There is one detail I left out that I remember from the
event. When we were sitting in the car, waiting for the other taxi to arrive,
and before evacuating a second time due to the petrol smell, the “angel woman”
who had held my children’s hands and ushered them to safety suddenly appeared out
of the crowd of many faces huddled around my open window. She said, “You are
going to be okay. God is with you. He is protecting you.” I can’t believe how
selfish my reply was. I said, “Yes, but people are stealing our things! They
have taken my phone, and who knows what else…” She looked back at me and said,
“It is okay. Your children are safe, and that is all that matters. Everything
else can be replaced.” And she was right. We were safe. God had protected us.
He was hemming us in, writing every detail of the ordeal with the pen of His
sovereign hand.
Later that evening, as we were putting the children to bed,
we debriefed with them what had happened. By that point in time, I was pretty certain
that there was no hope of getting my phone back. So, when Lucy prayed for its
safe return, we used it as an opportunity to teach the children how to pray for
people who act unjustly.
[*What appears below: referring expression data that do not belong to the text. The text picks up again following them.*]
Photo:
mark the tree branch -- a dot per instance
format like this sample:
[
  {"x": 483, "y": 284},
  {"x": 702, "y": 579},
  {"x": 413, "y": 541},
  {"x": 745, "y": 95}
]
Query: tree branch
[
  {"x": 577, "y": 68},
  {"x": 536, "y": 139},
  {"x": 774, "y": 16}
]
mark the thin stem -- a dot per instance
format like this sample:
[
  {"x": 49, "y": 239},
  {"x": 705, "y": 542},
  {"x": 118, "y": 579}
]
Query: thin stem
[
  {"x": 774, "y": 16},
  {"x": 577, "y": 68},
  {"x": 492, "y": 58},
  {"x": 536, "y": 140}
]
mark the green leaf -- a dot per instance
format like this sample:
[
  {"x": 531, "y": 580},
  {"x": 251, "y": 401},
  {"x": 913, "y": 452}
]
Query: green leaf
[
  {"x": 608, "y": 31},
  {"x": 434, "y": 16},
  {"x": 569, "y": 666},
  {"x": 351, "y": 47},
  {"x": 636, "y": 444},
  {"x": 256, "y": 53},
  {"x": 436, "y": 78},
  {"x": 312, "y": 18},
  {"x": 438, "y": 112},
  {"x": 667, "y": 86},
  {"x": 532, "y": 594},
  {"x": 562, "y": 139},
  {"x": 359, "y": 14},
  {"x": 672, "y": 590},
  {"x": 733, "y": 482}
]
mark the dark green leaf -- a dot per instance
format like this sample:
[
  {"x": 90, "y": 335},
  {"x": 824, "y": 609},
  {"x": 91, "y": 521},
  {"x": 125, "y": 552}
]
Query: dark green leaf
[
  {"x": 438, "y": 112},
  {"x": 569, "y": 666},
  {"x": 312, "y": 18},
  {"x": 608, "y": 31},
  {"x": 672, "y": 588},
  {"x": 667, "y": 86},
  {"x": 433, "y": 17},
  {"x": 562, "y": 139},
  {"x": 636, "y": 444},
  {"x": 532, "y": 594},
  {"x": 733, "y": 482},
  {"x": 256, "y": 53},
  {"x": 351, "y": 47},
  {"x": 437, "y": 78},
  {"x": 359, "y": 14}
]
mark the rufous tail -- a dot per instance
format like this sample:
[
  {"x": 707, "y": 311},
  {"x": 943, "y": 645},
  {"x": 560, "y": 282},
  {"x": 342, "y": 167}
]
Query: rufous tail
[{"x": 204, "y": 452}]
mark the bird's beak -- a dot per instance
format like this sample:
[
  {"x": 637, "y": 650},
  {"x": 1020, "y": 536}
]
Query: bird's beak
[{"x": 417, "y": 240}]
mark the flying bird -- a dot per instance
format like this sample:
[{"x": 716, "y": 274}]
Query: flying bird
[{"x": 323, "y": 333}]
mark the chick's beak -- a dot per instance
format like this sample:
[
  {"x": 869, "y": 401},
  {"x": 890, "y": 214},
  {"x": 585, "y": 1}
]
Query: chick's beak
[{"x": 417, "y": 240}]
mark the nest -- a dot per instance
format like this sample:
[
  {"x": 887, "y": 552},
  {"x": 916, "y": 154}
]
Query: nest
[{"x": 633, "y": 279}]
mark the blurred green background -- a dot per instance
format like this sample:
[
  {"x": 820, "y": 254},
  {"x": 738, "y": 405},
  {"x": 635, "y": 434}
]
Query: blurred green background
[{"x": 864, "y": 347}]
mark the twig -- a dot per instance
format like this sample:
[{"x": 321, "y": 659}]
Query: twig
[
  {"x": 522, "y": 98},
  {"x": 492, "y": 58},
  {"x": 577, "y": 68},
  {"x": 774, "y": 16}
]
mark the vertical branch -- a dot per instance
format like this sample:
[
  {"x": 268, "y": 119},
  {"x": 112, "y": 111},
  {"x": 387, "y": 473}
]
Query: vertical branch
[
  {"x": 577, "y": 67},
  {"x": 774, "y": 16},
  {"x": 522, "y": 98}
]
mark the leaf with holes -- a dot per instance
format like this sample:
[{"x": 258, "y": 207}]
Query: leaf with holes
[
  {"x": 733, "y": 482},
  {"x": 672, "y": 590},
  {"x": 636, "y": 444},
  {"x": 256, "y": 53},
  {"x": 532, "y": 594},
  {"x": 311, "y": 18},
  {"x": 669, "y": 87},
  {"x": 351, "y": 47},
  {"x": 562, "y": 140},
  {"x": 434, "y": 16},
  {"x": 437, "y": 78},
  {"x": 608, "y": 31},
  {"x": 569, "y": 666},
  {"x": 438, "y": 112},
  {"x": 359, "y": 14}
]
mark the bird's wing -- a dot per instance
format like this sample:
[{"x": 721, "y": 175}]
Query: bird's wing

Our children are definitely at the age where there are
two categories of people: “Good People” and “Bad People”, and somehow we are
always in the “Good People” camp, lol. Truth be told, every single person on
this earth would put themself in the “Good People” camp, though, right? Even
the worst terrorist somehow justifies his evils actions, and acts in part on
what they believe is “the greater good”. And everyone “else” who does ill will
toward "us" are the “Bad People”. I am working right now to dispel that myth in their
little mind, and in my own. Because, when it comes down to it, there is really
only one category that everyone on this earth fits into: we are all
PEOPLE. When our car caught fire, there
were people helping throw water on the car, people helping to get my children
to safety, people stealing or attempting to steal our belongings, people standing
around doing nothing but observing the scene. It’s unfair to base someone’s
entire character on their actions during an isolated event. And truth be told,
we all at some point or another, have
been every one of those different people- the Helper, the Shepherd, the
Observer, the Thief. And when God looks at us, He doesn’t see what we have
done, but He sees who we are: image-bearers of Him, His beloved creation, and
vessels waiting to have His life breathed into our lungs. He sees us to our
core, and He loves us through and through, in spite of ourselves.
It is my prayer that God would help me to relinquish the
façade of control that I wrongly believe I have over my life. When I inwardly
surrender every breath of this life to Him, my posture becomes one of welcoming
whatever events He may have planned, which more than likely are different than
the ones I come up with on my own. In embracing the reality of a "zero-control" life, I am free to lift my eyes from my self, my own circumstances, and the
events that I have set into motion, and can welcome with open arms the people
that Jesus places before me, whether it be the Saint or the Thief.

I loved reading this. What a blessing to get to know you guys by reading what was on your hearts that day!